6. The image content and style decoupling based 6D pose estimation data set migration method of claim 1 or 2, wherein said step one specifically comprises:

(1.1) source domain image I_sFeed-to-source-domain style encoder

And source domain content encoder

Deriving source-domain style coding

And source content encoding

Target domain image I_tFeed target domain style encoder

And a target domain content encoder

Obtaining target domain style coding

And target domain content encoding

(1.2) encoding the Source Domain content

And target domain content encoding

Feed content discriminator D_cContent encoding distinguishing two domains;

(1.3) Source Domain image Style coding

And content encoding of target domain images

Content coding of source domain images

(1.6) pseudo-paired image F of target Domain_sOf a genre code of Z'_s ^sAnd sourcePseudo-paired image F of domain_tContent encoding of

Pseudo-paired image F of source domain_tStyle coding of

Pseudo-paired image F with target domain_sContent encoding of

7. The image content and style decoupling based 6D pose estimation data set migration method of claim 6, wherein said source domain content encoder

And target domain image generator G_tThe last layer of (2) shares the weight;

the target domain content encoder

And source domain image generator G_sThe last layer of (2) shares the weight.
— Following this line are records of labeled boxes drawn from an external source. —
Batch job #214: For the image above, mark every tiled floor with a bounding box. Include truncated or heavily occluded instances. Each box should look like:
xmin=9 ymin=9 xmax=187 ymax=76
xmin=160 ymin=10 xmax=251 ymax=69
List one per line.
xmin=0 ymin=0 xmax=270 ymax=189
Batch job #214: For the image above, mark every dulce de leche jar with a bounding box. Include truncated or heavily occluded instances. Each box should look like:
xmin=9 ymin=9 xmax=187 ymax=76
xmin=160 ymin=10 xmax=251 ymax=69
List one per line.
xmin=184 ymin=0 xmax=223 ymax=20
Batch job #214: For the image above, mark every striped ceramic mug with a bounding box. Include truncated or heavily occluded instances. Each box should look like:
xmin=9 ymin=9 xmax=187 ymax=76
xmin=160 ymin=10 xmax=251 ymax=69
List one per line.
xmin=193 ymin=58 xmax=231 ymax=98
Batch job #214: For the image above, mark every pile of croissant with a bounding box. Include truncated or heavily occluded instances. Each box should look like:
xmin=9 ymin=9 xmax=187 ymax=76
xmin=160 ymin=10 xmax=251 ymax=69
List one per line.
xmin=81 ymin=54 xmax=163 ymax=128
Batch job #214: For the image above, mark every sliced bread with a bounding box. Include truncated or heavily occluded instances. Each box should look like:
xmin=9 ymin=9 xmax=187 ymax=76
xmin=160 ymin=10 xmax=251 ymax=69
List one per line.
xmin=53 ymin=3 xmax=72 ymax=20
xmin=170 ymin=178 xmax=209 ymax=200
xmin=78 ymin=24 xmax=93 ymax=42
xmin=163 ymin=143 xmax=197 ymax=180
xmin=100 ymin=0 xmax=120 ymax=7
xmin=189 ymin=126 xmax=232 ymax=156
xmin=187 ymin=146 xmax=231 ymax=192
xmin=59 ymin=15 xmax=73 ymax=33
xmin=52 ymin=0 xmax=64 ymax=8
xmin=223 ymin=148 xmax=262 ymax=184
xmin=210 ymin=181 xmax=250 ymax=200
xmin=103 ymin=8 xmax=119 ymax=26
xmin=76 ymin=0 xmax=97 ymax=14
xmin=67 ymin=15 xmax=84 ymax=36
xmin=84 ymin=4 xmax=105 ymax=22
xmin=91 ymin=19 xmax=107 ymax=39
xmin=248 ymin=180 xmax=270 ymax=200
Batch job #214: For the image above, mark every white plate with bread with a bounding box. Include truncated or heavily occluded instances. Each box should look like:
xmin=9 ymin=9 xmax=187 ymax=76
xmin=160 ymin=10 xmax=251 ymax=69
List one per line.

8. The image content and style decoupling based 6D pose estimation data set migration method of claim 1 or 2, further comprising the step three of testing a network:

step (ii) of3.1 merging source Domain image I_sInput source domain content encoder

Deriving source-domain content coding

Target domain image I_tInput target domain style encoder

Obtaining target domain style coding

Step 3.2 encoding the Source Domain content

And target domain style coding

Input target domain image generator G_tObtaining a migration image T_t。